施行日は公布の日から3年以内ということで、2020年頃かと言われています。

今回の改正の目玉は、「債権法」。

その中には賃貸借契約も含まれており、不動産投資家の方々にとって重要な改正となります。

今回の八重樫の「眼」は、「民法改正と不動産投資」。

 

120年ぶりの改正、と言いましたがいつ以来の改正かというと・・・。

 

明治29年(1896年)。

 

なんと民法の制定年です。

制定以来の大改正となります。

大きな改正点はいくつかあるのですが、今回は特に「賃貸借契約」に関わる部分の改正をご紹介しようと思います。

≪不動産投資家が知っておくべき改正点≫

1 敷金返還・原状回復ルールの明確化

この点については、過去の判例の蓄積や国交省のガイドラインがあり、基本的にはそれらを明文化したことになります。

ただ、明文化の効果は一定程度ありそうです。

あまり大きな声では言えないのですが、北海道の大家さんは敷金についての認識が古く・・・。

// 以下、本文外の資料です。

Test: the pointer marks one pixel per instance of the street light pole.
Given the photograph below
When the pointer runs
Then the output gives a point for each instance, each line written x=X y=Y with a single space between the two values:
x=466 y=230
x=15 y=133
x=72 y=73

(というか一部の不動産会社は明らかに知ってて敷金全額返さないとかやっている)

これまでの認識で敷金について取り扱っていると、痛い目にあうかもしれません。

 

2 連帯保証人に関するルールの新設

この改正は知っておくと知らないとで大きな違いが出てきそうです。

 

① 連帯保証人(個人)について極度額の設定が義務付けられた

これまでの賃貸借契約書の雛形を使い続けることは危険ですよ!

賃借人の債務につき保証する連帯保証人。

これまでは特に保証する債務の額は定めなくても構いませんでした。

しかし、施行後は「個人の」連帯保証人につき極度額を定めなければならず、定めていない場合は連帯保証条項自体が無効になってしまいます。

ちなみにこの規定は強行規定であり、特約で排除することはできません。

大手の不動産会社に賃貸を任せている不動産投資家は大丈夫かもしれませんが、自主管理や小さい不動産会社に任せている投資家は要注意です。

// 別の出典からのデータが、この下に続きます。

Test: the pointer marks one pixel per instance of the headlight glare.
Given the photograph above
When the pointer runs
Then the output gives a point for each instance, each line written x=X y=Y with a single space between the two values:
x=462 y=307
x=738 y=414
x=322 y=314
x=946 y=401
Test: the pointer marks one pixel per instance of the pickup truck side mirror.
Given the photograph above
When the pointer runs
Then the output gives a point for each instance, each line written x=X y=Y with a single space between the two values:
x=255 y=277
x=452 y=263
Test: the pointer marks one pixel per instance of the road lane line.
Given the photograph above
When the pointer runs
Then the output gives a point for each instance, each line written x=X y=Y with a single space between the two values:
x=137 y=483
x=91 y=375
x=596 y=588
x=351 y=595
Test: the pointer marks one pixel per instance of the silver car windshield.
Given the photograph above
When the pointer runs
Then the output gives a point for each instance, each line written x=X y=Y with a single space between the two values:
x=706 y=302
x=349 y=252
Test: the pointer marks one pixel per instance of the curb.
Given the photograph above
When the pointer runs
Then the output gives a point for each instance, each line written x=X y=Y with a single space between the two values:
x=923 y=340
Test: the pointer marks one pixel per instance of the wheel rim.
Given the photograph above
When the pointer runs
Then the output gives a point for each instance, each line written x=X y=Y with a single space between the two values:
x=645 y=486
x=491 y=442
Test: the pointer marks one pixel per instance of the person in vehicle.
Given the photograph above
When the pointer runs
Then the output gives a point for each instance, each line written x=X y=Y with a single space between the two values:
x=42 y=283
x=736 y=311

なお、この問題について対策をとるとすれば、家賃保証会社の活用が考えられます。

今回の改正では、あくまで「個人の」連帯保証人となっており、法人の連帯保証人については引き続き極度額の設定は不要だからです。

 

② 連帯保証人への情報提供義務の新設

これは「事業用不動産の賃貸借」の場合に限られます。

賃借人から連帯保証人に対し、定められた項目について情報提供をさせ、それをもって連帯保証をするかどうか判断させるためです。

情報提供の対象となる項目には、

「賃借人の財産状況」

「賃借人の収支の状況」

「賃借人の他の債務の有無及び額、支払状況」

などがあります。

ちなみにこれも法人の連帯保証人の場合は適用されません。

 

③ 連帯保証人からの問い合わせに対する貸主の回答義務の新設

貸主は、連帯保証人から賃借人の家賃支払状況に関する問い合わせがあった場合は、これに回答する義務が設けられます。

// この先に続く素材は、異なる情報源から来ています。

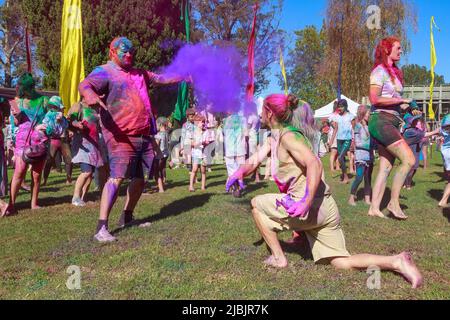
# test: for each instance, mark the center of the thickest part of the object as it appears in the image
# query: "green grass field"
(204, 245)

「個人情報だから」という理由で拒むことはできません。

また、滞納などで期限の利益を喪失した場合は、連帯保証人に通知しなければならず、

これを怠ったときは、連帯保証人に遅延損害金を請求できなくなるおそれがあります。

 

以上のように、特に連帯保証人に関する改正が不動産賃貸借に大きな影響を与えそうです。

2①②について、連帯保証人が法人の場合は適用されないため、今後は連帯保証人を家賃保証会社にするというケースがより増えてくることでしょう。